Pub Date: May 7th, 2013
ISBN: 978-1-59691-698-2
Publisher: Bloomsbury

A truly rags-to-riches story from Shanghai to Chicago.

Novelist Min (Pearl of China, 2010, etc.) came through the Cultural Revolution scarred, sickened and with a resolve to survive. While her first book and memoir, Red Azalea (1994), delineated her early, fervent embrace of Mao’s communism, her ordeal working in a labor camp and being “handpicked” (though there was no choice in the matter) by Madame Mao’s film scouts in 1974 to represent the coarsened proletarian worker in her propaganda films, this work reveals the enormous physical and emotional toll those early struggles took on Min, propelling her to reinvent herself in America. Eventually disgraced as "a cooked seed" (no chance to sprout), Min was considered “guilty” along with her entire family; she was left with a “stained dossier” and a pervasive personal sense of humiliation and worthlessness.
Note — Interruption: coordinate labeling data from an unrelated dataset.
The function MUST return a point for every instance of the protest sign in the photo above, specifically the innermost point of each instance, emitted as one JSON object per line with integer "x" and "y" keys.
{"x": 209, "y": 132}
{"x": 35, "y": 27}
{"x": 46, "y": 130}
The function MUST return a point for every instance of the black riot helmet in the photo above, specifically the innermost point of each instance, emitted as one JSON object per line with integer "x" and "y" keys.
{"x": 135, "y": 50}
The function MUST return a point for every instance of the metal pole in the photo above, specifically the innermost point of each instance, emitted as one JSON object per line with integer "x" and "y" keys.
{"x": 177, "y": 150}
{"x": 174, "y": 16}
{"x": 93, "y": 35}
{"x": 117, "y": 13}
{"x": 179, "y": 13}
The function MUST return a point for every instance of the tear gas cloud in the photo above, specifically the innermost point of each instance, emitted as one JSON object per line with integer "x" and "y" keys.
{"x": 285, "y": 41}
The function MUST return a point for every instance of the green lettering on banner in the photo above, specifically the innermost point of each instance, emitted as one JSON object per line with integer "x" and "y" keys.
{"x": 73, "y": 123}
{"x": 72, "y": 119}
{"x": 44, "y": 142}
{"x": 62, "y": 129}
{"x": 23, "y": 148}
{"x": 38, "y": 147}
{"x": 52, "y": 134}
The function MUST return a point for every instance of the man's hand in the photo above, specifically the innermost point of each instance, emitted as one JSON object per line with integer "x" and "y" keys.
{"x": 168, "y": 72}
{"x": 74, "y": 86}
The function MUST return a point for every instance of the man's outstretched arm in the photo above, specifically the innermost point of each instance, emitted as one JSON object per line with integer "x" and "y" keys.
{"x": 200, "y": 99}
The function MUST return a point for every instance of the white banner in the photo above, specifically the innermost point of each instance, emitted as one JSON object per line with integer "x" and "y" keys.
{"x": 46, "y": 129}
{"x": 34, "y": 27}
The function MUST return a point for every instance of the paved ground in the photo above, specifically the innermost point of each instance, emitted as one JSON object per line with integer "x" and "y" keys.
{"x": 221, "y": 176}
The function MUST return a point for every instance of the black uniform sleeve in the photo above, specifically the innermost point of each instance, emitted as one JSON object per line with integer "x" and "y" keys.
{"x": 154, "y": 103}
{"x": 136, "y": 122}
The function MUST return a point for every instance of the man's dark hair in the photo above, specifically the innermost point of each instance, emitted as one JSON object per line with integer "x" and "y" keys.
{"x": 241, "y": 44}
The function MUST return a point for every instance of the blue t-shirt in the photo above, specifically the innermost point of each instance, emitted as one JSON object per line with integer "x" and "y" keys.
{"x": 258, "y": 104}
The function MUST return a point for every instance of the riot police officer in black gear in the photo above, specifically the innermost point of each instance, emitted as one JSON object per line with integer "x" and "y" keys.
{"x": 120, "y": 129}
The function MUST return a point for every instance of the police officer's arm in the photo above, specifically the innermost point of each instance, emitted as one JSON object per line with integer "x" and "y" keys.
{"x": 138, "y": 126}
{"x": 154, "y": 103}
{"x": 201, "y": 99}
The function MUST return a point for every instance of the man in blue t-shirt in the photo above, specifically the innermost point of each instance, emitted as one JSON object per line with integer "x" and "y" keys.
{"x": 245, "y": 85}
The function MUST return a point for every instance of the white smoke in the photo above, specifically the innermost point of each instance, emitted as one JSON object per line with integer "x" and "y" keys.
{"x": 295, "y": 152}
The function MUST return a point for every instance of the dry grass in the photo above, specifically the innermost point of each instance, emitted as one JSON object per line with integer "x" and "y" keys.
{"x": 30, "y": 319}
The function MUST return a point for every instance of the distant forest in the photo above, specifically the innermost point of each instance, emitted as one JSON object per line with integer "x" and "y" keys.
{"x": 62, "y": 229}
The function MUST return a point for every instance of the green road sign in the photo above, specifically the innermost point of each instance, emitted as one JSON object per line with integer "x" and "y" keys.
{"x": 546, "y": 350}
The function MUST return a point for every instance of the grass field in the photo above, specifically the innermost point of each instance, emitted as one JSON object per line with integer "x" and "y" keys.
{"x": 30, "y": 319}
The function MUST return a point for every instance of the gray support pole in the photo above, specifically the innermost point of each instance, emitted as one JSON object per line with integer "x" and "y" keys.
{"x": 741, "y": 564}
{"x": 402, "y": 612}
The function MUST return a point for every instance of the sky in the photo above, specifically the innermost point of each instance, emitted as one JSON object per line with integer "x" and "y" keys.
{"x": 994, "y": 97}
Thanks to tips from the actress Joan Chen, whom the author had befriended during their time at the Shanghai Film Studio, Min was able to convince the Art Institute of Chicago that she was an artist and fluent speaker of English; her “crazy determination” to get past U.S. immigration officials landed her in Chicago as a student in 1984. Min’s rather dry, grim descriptions of living on visa tenterhooks for years, enduring cruel loneliness, flagrant exploitation at job after job, and appalling living situations, even involving rape, prove moving reading. Always gnawed by her duty to repay her family and send money home to give her mother the toilet of her own she never had, Min felt nonetheless tenderized by being treated as a human being in America rather than a “bug.”

An uplifting work of incredible grit and fortitude.